Inside the Numbers

An Emerging Boon To Your Business

Avery Untitled 1As you know — or at least should know if you read this column regularly — the federal government’s recent change in the way it judges motor carriers’ safety performance works to the advantage of parts suppliers and service providers.

By shining a light specifically on vehicle maintenance compliance, among other concerns, the Federal Motor Carrier Safety Administration’s Compliance Safety Accountability program forces fleets to find and fix flaws that previously might have gone unnoticed or at least unattended.

And as discussed last month, FMCSA makes it easy to identify the fleets in your market that are struggling most with that challenge.

This is just the beginning, however. Down the road, you could be able to identify many more potential customers due to government oversight.

As it stands, CSA highlights nearly 22,000 motor carriers operating 277,000 trucks that have been targeted for some type of intervention because of vehicle maintenance deficiencies. That sounds like a large number, but it’s only 3 percent of all active carriers that have USDOT numbers.

Does that mean that only 3 percent of all fleets struggle to maintain vehicles to safety standards? Not hardly. For starters, there are many more carriers that lurk just below the intervention threshold.

But there’s a much bigger reason why looking at CSA alerts captures only a fraction of the carriers and trucks that likely have safety-related vehicle maintenance problems. In the past two years, only 64 percent of carriers had at least one vehicle inspection at the roadside or weigh station.

Perhaps that wouldn’t be so bad if that 64 percent had lots of inspections. But that’s not the case.

Only 33 percent of carriers have had three or more inspections in the past two years, and only 6 percent were inspected 20 or more times over a two-year period.

CSA is just the tip of a lucrative iceberg, but it will take a while.

Put another way, trucks operated by USDOT motor carriers received fewer than 1.4 inspections on average in the past two years. That’s not much scrutiny, but it gets worse. Only 49 percent of trucks were ever inspected during the past two years.

In other words, nearly half of all trucks are completely invisible to federal regulators — and to your data mining.

So where’s the good news promised earlier?
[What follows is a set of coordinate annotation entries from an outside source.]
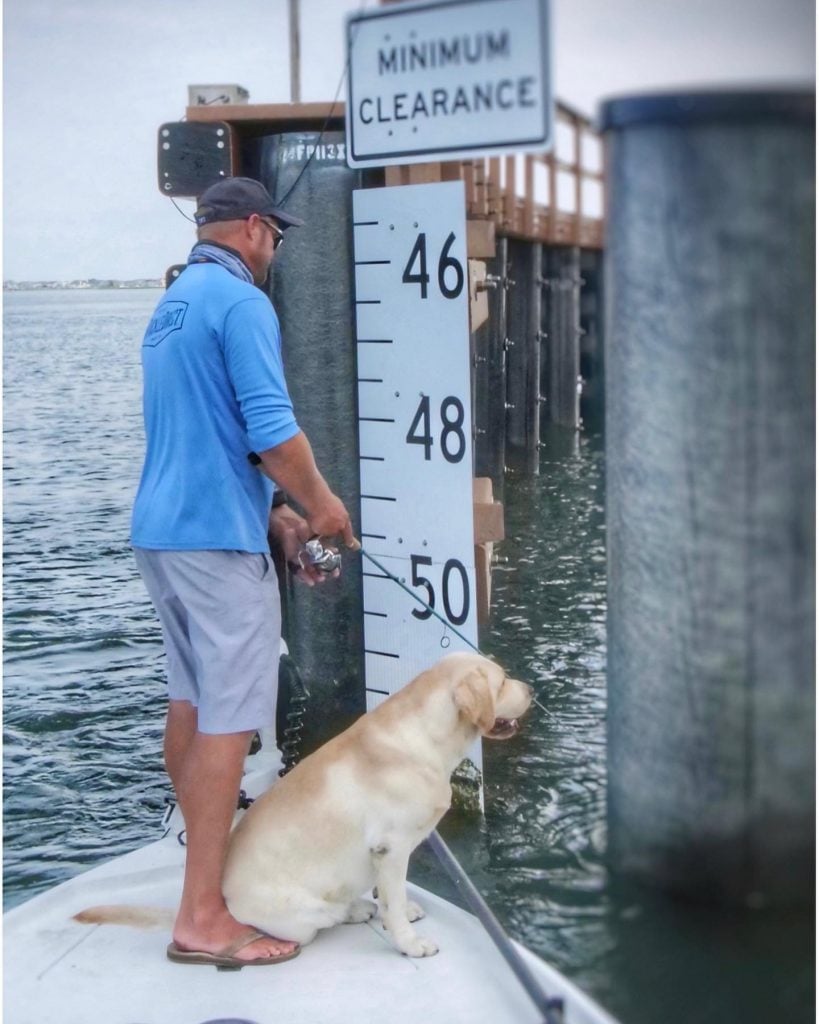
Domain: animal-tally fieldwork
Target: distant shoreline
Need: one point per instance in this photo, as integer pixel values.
(84, 284)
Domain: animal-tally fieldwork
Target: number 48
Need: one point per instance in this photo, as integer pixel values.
(453, 439)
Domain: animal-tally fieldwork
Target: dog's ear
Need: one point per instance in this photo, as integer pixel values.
(474, 699)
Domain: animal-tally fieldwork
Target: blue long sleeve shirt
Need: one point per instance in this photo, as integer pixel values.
(214, 390)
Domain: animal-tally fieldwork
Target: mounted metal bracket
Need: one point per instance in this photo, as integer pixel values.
(194, 155)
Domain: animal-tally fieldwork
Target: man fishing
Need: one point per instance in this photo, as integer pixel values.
(220, 428)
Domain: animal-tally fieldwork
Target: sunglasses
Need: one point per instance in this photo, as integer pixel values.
(278, 235)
FMCSA has a strategy for dealing with this challenge, although it is years from widespread implementation.

The Department of Transportation has a long-term vision called the Smart Roadside Initiative that aims to better identify high-risk carriers, vehicles and drivers while keeping traffic flowing in order to improve productivity, reduce crashes and increase fuel efficiency.

One major element of the initiative is the wireless roadside inspection program, which still is just in the test phase.

Today, all inspections are done by human beings, and there are only so many of them. Under the wireless roadside inspection program, someday trucks will upload their vehicle condition data automatically once they cross an invisible border defined by satellite positioning coordinates known as a geofence.

FMCSA officials say this information will be used solely to screen trucks and drivers for further inspection. But it stands to reason that as the technology matures, pressure from safety advocates and declining federal and state budgets will force FMCSA to start treating this data as virtual inspections.

That data likely will be available to you, but even if it isn’t the result will be that many more carriers will need to fix brakes, lamps, tires and other items on many more trucks.

Again, routine wireless roadside inspection is years away, but eventually this and other measures to shine a brighter light on the condition of commercial motor vehicles will force far more fleets to spend more money on parts and service.

Avery Vise is executive director, trucking research and analysis for Randall-Reilly Business Media and Information.